“问了几句话。”他重复了一遍,语气平得像结了冰的湖面,“我妹妹的腿,断了三处,脸上被人扇了耳光,嘴角也破了,锁骨上有掐痕。”
他抬眼看向王克勤,眼里什么波澜都没有:“王副处长,你管这叫‘问了几句话’。”
王克勤脸上那点残余的笑容终于挂不住了,他的腿开始打颤,嘴唇哆嗦着:“这……这……是底下人不懂事,我一定严查——”
“证据呢。”陆北辰打断他。
王克勤一愣。
“你们说她是共党,说她放跑了人。证据。”陆北辰的指尖轻轻敲着玻璃茶几,一下,又一下,声音很轻,却像敲在每个人的心上。

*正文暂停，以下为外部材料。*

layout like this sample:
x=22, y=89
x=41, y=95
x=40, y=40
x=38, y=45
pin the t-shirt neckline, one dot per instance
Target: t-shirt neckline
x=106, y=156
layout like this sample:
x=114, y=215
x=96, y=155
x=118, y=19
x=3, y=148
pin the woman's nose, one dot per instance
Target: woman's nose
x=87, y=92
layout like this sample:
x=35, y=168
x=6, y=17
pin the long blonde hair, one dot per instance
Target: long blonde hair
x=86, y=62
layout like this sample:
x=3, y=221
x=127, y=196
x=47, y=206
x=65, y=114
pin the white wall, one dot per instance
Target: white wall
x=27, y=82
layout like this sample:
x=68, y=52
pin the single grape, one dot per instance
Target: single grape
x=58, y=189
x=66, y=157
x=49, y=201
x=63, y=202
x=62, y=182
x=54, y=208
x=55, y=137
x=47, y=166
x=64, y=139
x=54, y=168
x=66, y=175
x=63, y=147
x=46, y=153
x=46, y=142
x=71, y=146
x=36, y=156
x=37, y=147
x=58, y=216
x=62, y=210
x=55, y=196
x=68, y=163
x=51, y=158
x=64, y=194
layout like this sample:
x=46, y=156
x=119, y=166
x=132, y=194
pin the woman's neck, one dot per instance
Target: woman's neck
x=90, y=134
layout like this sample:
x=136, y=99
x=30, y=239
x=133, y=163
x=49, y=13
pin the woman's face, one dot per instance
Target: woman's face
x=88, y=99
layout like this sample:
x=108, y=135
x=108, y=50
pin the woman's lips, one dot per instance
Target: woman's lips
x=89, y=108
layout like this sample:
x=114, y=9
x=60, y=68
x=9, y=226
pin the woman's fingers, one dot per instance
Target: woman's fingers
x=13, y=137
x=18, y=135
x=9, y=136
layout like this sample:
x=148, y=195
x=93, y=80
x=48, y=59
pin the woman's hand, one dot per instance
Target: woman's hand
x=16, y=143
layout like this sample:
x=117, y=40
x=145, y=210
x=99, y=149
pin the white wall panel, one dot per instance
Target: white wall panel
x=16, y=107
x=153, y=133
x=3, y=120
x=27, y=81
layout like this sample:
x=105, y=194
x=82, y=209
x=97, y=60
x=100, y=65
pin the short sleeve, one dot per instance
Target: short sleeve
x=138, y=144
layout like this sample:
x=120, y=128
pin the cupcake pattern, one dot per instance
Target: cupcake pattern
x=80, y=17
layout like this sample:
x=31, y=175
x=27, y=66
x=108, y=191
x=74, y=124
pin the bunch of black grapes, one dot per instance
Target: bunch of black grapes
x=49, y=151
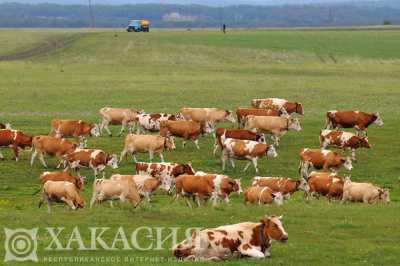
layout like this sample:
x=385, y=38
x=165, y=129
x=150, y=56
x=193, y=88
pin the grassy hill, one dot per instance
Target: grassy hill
x=165, y=70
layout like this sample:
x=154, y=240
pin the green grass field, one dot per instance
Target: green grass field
x=165, y=70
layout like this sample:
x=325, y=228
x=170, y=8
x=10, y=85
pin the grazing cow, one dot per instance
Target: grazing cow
x=344, y=140
x=364, y=192
x=325, y=184
x=247, y=239
x=242, y=113
x=244, y=150
x=51, y=146
x=145, y=184
x=322, y=159
x=151, y=122
x=236, y=134
x=63, y=176
x=118, y=116
x=211, y=115
x=277, y=103
x=61, y=191
x=274, y=125
x=352, y=119
x=188, y=130
x=262, y=195
x=15, y=139
x=154, y=145
x=285, y=185
x=95, y=159
x=64, y=128
x=111, y=189
x=165, y=172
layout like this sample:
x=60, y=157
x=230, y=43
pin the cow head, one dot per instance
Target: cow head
x=273, y=228
x=378, y=119
x=112, y=160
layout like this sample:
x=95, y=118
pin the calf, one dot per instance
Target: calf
x=110, y=189
x=277, y=103
x=51, y=146
x=188, y=130
x=97, y=160
x=118, y=116
x=325, y=184
x=262, y=195
x=236, y=134
x=247, y=239
x=15, y=139
x=61, y=191
x=165, y=172
x=245, y=150
x=364, y=192
x=63, y=128
x=352, y=119
x=285, y=185
x=344, y=140
x=322, y=159
x=154, y=145
x=273, y=125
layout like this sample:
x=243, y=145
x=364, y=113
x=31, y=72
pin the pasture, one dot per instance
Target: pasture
x=165, y=70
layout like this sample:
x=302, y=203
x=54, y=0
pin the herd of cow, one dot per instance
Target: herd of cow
x=271, y=116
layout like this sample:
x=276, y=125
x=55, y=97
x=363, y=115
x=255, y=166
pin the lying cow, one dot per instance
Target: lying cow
x=64, y=128
x=95, y=159
x=154, y=145
x=51, y=146
x=247, y=239
x=242, y=113
x=285, y=185
x=325, y=184
x=110, y=189
x=364, y=192
x=61, y=191
x=245, y=150
x=187, y=130
x=343, y=140
x=236, y=134
x=352, y=119
x=16, y=140
x=165, y=172
x=145, y=184
x=322, y=159
x=278, y=104
x=118, y=116
x=273, y=125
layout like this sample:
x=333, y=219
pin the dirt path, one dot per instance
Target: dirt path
x=43, y=48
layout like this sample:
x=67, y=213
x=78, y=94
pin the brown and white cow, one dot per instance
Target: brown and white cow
x=343, y=140
x=95, y=159
x=247, y=239
x=352, y=119
x=187, y=130
x=165, y=172
x=125, y=117
x=61, y=191
x=325, y=184
x=274, y=125
x=322, y=159
x=245, y=150
x=242, y=113
x=278, y=104
x=64, y=128
x=236, y=134
x=15, y=139
x=154, y=145
x=51, y=146
x=285, y=185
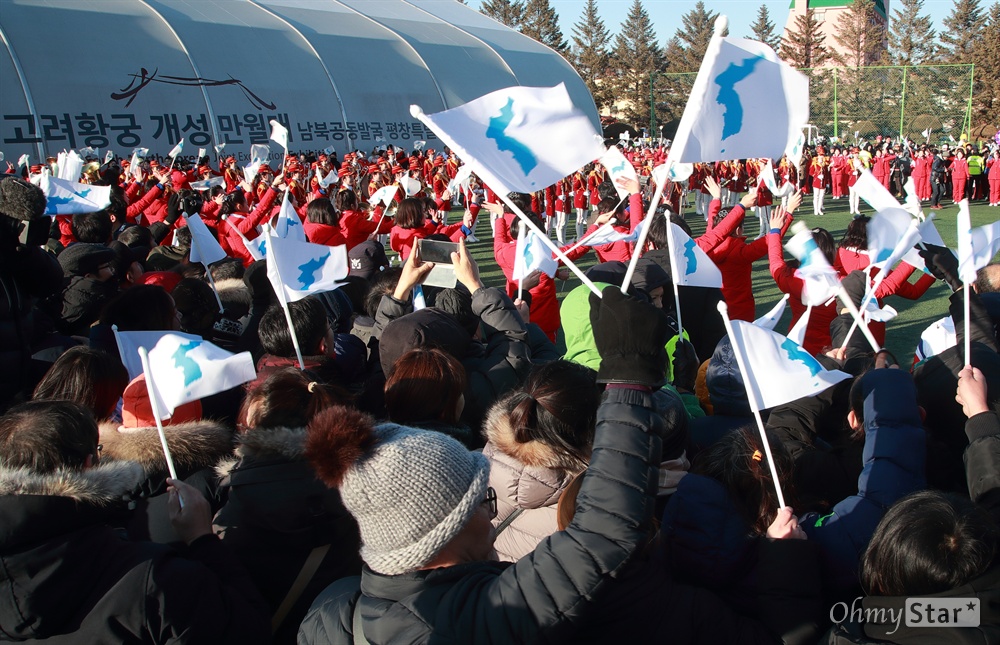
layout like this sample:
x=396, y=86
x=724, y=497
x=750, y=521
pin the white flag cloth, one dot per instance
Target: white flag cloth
x=779, y=369
x=694, y=268
x=187, y=370
x=821, y=279
x=297, y=269
x=618, y=166
x=288, y=225
x=976, y=246
x=745, y=102
x=770, y=320
x=279, y=134
x=206, y=184
x=176, y=150
x=64, y=197
x=129, y=343
x=204, y=247
x=519, y=138
x=937, y=338
x=530, y=254
x=383, y=195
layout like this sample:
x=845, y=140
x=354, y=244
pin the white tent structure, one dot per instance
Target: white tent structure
x=340, y=74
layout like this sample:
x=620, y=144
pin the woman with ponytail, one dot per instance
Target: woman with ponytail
x=538, y=439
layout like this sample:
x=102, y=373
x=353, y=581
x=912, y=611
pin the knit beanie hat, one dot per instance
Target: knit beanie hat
x=410, y=490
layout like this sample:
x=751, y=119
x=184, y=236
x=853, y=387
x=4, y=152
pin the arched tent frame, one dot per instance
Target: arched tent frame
x=339, y=74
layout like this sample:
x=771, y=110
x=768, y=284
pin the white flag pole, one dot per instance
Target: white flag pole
x=151, y=391
x=741, y=362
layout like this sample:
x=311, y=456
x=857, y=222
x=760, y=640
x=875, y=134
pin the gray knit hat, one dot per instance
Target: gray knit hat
x=410, y=490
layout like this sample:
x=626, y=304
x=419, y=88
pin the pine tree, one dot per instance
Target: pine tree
x=805, y=46
x=636, y=57
x=591, y=56
x=763, y=29
x=963, y=32
x=861, y=36
x=541, y=22
x=508, y=12
x=911, y=37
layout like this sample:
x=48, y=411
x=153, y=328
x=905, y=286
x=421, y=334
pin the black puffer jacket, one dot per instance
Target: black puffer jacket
x=66, y=577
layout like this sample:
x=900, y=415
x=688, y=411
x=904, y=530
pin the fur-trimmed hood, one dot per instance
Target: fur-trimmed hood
x=500, y=433
x=193, y=445
x=104, y=485
x=265, y=443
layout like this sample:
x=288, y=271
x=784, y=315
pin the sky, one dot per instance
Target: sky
x=666, y=14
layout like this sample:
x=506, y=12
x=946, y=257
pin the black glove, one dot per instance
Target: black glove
x=686, y=365
x=631, y=336
x=942, y=264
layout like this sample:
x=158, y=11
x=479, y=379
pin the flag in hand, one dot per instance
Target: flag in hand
x=725, y=117
x=204, y=247
x=779, y=369
x=297, y=269
x=519, y=138
x=185, y=370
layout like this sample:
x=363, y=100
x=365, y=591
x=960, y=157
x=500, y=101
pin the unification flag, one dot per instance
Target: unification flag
x=185, y=370
x=63, y=197
x=745, y=102
x=297, y=269
x=519, y=138
x=779, y=369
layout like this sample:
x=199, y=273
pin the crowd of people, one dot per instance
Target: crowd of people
x=438, y=468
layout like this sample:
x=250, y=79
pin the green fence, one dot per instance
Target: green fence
x=859, y=102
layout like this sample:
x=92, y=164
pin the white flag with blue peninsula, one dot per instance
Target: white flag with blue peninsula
x=297, y=269
x=64, y=197
x=519, y=138
x=186, y=370
x=745, y=102
x=780, y=370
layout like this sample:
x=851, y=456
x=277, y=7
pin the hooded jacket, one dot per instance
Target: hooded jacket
x=67, y=577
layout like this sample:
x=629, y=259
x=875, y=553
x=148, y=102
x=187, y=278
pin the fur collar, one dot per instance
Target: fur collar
x=262, y=443
x=106, y=484
x=500, y=433
x=193, y=445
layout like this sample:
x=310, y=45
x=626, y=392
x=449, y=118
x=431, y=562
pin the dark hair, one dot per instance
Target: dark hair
x=382, y=284
x=738, y=462
x=87, y=376
x=321, y=211
x=44, y=436
x=927, y=543
x=288, y=398
x=410, y=213
x=308, y=317
x=94, y=228
x=856, y=235
x=558, y=407
x=425, y=385
x=346, y=200
x=144, y=307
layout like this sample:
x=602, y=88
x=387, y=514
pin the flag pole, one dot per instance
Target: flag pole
x=153, y=400
x=754, y=405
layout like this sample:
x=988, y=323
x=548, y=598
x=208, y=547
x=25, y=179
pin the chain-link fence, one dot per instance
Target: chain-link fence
x=859, y=102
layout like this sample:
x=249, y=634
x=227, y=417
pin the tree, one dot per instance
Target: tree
x=591, y=56
x=763, y=29
x=861, y=35
x=541, y=22
x=963, y=32
x=636, y=58
x=508, y=12
x=805, y=46
x=911, y=38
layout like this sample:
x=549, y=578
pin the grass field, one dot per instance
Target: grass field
x=903, y=332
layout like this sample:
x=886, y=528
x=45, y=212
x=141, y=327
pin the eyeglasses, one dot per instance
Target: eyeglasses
x=491, y=501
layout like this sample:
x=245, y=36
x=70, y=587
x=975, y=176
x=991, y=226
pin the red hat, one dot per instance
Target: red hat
x=137, y=412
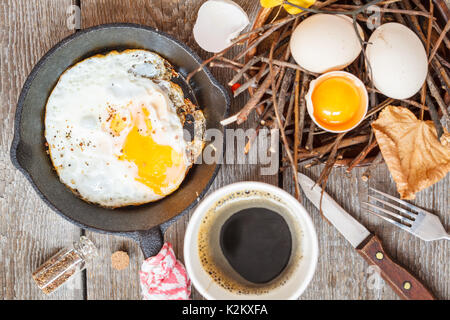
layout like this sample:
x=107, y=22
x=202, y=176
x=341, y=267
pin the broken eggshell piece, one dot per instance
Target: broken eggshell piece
x=218, y=22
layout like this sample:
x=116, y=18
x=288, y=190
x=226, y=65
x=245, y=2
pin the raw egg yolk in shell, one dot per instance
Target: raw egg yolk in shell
x=160, y=167
x=337, y=103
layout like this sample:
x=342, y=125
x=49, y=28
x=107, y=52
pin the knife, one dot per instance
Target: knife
x=366, y=244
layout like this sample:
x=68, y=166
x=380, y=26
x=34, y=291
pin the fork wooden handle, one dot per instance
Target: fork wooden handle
x=400, y=280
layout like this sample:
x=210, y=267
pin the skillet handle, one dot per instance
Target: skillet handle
x=151, y=241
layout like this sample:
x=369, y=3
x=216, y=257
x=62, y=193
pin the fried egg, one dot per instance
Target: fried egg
x=115, y=130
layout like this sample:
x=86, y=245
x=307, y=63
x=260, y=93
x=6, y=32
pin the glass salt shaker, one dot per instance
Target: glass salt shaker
x=64, y=264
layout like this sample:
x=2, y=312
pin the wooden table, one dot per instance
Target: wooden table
x=30, y=232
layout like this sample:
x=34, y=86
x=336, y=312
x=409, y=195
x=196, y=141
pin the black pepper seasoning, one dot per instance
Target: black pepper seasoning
x=63, y=265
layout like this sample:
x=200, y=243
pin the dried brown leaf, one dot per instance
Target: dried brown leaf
x=411, y=149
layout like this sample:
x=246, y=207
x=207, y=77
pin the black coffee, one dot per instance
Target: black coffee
x=249, y=243
x=257, y=243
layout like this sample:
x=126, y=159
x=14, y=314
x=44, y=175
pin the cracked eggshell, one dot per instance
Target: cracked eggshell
x=398, y=60
x=218, y=22
x=325, y=42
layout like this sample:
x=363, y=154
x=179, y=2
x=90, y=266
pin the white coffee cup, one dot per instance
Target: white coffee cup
x=301, y=267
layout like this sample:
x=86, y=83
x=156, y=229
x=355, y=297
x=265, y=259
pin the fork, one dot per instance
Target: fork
x=419, y=222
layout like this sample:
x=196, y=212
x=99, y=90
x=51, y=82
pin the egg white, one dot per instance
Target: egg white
x=84, y=150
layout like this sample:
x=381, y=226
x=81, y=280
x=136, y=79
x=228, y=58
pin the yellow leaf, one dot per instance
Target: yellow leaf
x=270, y=3
x=413, y=154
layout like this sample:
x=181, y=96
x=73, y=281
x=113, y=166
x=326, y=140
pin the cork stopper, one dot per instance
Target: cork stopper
x=120, y=260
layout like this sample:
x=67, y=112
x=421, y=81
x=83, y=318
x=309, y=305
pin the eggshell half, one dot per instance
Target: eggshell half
x=325, y=42
x=398, y=60
x=218, y=23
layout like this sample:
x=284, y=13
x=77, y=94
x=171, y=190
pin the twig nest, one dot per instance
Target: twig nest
x=218, y=22
x=120, y=260
x=398, y=60
x=325, y=42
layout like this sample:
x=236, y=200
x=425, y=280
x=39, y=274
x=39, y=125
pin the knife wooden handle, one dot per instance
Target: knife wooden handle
x=400, y=280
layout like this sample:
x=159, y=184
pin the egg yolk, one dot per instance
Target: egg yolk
x=336, y=101
x=159, y=166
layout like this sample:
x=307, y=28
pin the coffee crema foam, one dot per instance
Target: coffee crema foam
x=210, y=253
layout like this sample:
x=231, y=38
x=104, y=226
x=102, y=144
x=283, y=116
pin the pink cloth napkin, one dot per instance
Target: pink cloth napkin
x=163, y=277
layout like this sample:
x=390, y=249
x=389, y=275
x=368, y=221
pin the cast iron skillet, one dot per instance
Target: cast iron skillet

“她寄的信我看过了,是给徐州远房亲戚的。书包里只有课本和钢笔。你们搜了她的身,搜了她的包,找出什么了?”
王克勤张了张嘴,还没来得及答,王耀祖从他身后探出了半个身子。
他已经忍了半天了——从他舅舅堆着笑脸迎上去的那一刻起,他就觉得憋屈。
他从小到大没受过这种气,在老家只有别人给他点头哈腰的份,哪有他给人赔笑脸的道理。
“证据?什么证据?”他梗着脖子,拿眼角横着陆北辰,石膏撞得扶手咚咚响,每个字都带着一股豁出去的蛮横:
“不就是垫了几块砖嘛,又没让她残废。换了别的共党,早就拉去城郊乱葬岗喂狗了!我都算手下留情了……”
话音刚落。
王克勤闭上了眼睛。
咔哒。
一声极轻的皮扣响。
没人看清陆北辰是怎么动的。
他还坐在沙发上,一条腿搭着另一条腿,另一只手还放在膝盖上。只是刚才夹烟的那只手,此刻握着枪,枪口稳稳顶在了王耀祖的眉心。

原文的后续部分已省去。